Description
The whole proposal is here, I have included a summary below.
Pain points (summary)
The main pain point is aliasing. Currently, design systems are specified as a long series of variables, e.g. --color-green-100
, --color-crimson-950
etc.
Aliasing them to other names (e.g. semantic names such as --color-primary
or simply shorter/simpler names) is currently author hostile, as it requires manually aliasing every single one, i.e. hundreds of declarations. Not only is this painful to do for the whole page, it makes it very hard to theme areas on the page with a different color, or pass design tokens to components.
Additionally, tints and shades for each color are generated manually, even if some of them could be inferred via interpolation. Theoretically that can already be done via a series of color-mix()

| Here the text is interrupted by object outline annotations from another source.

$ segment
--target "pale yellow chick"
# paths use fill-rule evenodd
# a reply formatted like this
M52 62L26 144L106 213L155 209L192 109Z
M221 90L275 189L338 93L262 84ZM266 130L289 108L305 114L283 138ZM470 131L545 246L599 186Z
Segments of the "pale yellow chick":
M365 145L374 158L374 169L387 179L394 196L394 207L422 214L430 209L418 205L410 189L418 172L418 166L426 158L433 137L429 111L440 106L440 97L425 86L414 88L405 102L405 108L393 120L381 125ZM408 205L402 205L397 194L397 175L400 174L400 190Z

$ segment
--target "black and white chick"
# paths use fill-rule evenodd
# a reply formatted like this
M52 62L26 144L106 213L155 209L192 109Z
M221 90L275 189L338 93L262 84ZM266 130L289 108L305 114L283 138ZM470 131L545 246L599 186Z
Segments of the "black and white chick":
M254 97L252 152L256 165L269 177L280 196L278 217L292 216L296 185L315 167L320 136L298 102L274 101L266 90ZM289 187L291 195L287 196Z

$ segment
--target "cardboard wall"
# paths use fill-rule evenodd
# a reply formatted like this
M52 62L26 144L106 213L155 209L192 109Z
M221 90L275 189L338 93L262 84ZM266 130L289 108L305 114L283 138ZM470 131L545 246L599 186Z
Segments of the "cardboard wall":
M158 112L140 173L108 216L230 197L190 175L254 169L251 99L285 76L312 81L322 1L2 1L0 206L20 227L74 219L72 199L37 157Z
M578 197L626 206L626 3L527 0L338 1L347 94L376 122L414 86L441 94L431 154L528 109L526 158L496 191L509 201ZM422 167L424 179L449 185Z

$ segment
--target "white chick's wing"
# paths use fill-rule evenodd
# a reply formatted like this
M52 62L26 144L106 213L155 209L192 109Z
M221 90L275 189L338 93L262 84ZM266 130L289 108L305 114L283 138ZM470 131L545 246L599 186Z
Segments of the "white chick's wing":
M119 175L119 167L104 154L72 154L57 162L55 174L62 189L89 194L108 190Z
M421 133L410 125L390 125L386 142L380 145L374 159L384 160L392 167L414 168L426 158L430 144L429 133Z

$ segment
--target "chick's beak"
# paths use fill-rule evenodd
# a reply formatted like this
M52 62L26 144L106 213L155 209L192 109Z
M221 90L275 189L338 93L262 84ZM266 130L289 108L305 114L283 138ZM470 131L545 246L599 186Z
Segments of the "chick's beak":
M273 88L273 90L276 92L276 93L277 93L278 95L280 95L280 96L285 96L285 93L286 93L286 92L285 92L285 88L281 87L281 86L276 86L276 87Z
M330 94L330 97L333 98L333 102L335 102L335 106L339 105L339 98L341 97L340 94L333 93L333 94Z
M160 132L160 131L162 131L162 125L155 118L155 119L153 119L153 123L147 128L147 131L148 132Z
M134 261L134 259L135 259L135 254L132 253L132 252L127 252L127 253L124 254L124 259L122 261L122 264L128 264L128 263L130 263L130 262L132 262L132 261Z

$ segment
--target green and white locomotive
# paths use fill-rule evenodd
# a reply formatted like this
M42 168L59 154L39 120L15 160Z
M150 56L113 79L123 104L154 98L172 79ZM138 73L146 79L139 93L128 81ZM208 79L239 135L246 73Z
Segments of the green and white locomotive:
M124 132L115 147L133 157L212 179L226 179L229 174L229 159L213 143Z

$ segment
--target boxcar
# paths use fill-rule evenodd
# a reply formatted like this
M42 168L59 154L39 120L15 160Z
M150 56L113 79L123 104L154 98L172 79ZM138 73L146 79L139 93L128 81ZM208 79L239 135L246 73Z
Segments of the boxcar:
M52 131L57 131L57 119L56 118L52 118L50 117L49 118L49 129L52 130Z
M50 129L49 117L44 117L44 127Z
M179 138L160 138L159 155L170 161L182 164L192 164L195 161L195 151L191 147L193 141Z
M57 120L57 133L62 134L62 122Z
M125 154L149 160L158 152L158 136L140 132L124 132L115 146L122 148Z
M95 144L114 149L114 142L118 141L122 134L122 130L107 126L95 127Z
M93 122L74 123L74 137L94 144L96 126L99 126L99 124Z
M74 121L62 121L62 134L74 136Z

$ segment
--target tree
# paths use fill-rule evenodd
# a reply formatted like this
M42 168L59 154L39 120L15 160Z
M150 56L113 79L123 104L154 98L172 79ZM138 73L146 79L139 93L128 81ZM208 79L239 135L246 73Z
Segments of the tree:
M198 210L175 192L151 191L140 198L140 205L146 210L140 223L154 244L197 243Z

values, but it is very tedious and repetitive, especially if you want to tweak the endpoints by adding more manual values where the interpolated ones don't work well.
Other ideas explored
The following are useful in their own right, but I don’t think solve the pain points equally well.
- Custom functions
- CSS functions for tints and shades
- Dedicated syntax for design tokens with standardized names for the low level common things
The proposal (summary)
At its core (and as an MVP) this proposal allows authors to define groups of variables with the same prefix by using braces, and then pass the whole group around to other variables.
/* Author CSS */
:root {
--color-green: {
100: oklch(95% 13% 135);
200: oklch(95% 15% 135);
/* ... */
900: oklch(25% 20% 135);
};
}
some-component {
--color-primary: var(--color-green);
}
/* some-component.css */
:host {
background: var(--color-primary-100);
border: var(--color-primary-400);
color: var(--color-primary-900);
}
- Groups can be infinitely nested, to specify not only tints of a single color, but an entire color palette or even an entire design system and pass it around with a single CSS variable.
The granularity is completely progressive: you can go from defining--ds-color-green
as a group, to defining--ds-color
as a group to defining--ds
as a group without changing anything about the places referencing them. - Individual properties can still be specified outside of the group and overridden via regular CSS cascade rules. This provides a migration path for porting existing design systems to groups without their code having to be updated.
- Groups (and their constituent properties) inherit normally, like any other value. Custom properties in descendants can shadow inherited properties with the same name, i.e. a local
--color-green-100
will override the inherited one from--color-green
(just like with shorthands). - There may be value in exposing a functional syntax for every CSS variable group, to facilitate selecting
Using groups on non-custom properties: The base
property
Authors can optionally specify a base
value, which will be output if the custom property is used in a context that does not support groups, such as a regular CSS property.
--color-green: {
base: oklch(65% 50% 135);
100: oklch(95% 13% 135);
200: oklch(95% 15% 135);
/* ... */
900: oklch(25% 20% 135);
};
.note {
/* Same as border: 1px solid oklch(65% 50% 135)); */
border: 1px solid var(--color-green);
}
This can also be tweaked from outside the group (just like the group properties), by setting --color-green-base
. This also facilitates the use case of having constituent properties that are dynamically computed from the base so changing the base tweaks all of them in unison.
Continuous tokens
(This is definitely beyond MVP and more speculative)
Authors can specify a catch-all expression to be used to resolve undefined keys via a default
property:
--color-green: {
base: oklch(65% 50% 135);
100: oklch(95% 13% 135);
default: color-mix(in oklch, var(--color-green-100) calc((100 - arg / 10) * 1%), var(--color-green-900));
900: oklch(25% 20% 135);
};
Together with something like color-scale()
this could also facilitate piecewise interpolation.
Alternative decomposed design
We could decouple this into three separate features:
- A function to map CSS variables with a common prefix to a different prefix, e.g.
--color-primary: group(--color-green)
or evenvar()
itself, with a*
to mark the prefix:--color-primary-*: var(--color-green-*);
, which would require handling base values manually (but based on the comments, that seems to be seen as a feature for some). - A nesting syntax for setting multiple variables with the same prefix at once. This would look just like the one above, but instead of specifying a group, it is just syntactic sugar for setting many variables at once.
- Continuous variations would have to be specified as a separate feature, perhaps by setting
--color-green-*
or using a syntax to mark the key part like--color-green-[tint]
(which would also allow for multiple arguments in the future). The syntax space here is likely quite restricted due to the restrictions we had to introduce to the grammar to make&
-less nesting work.
I ran this by a couple design systems folks I know, and the response so far has been overwhelmingly "I NEED THIS YESTERDAY". While I’m pretty sure the design can use a lot of refinement and I’m not sure about the technical feasibility of some of these ideas, I’m really hoping we can prioritize solving this problem.
Note that beyond design systems, this would also address many (most?) of the use cases around maps that keep coming up (don't have time to track them down right now, but maybe someone else can).
Before commenting please take a look at the whole proposal in case the issue you’re about to point out has been addressed there!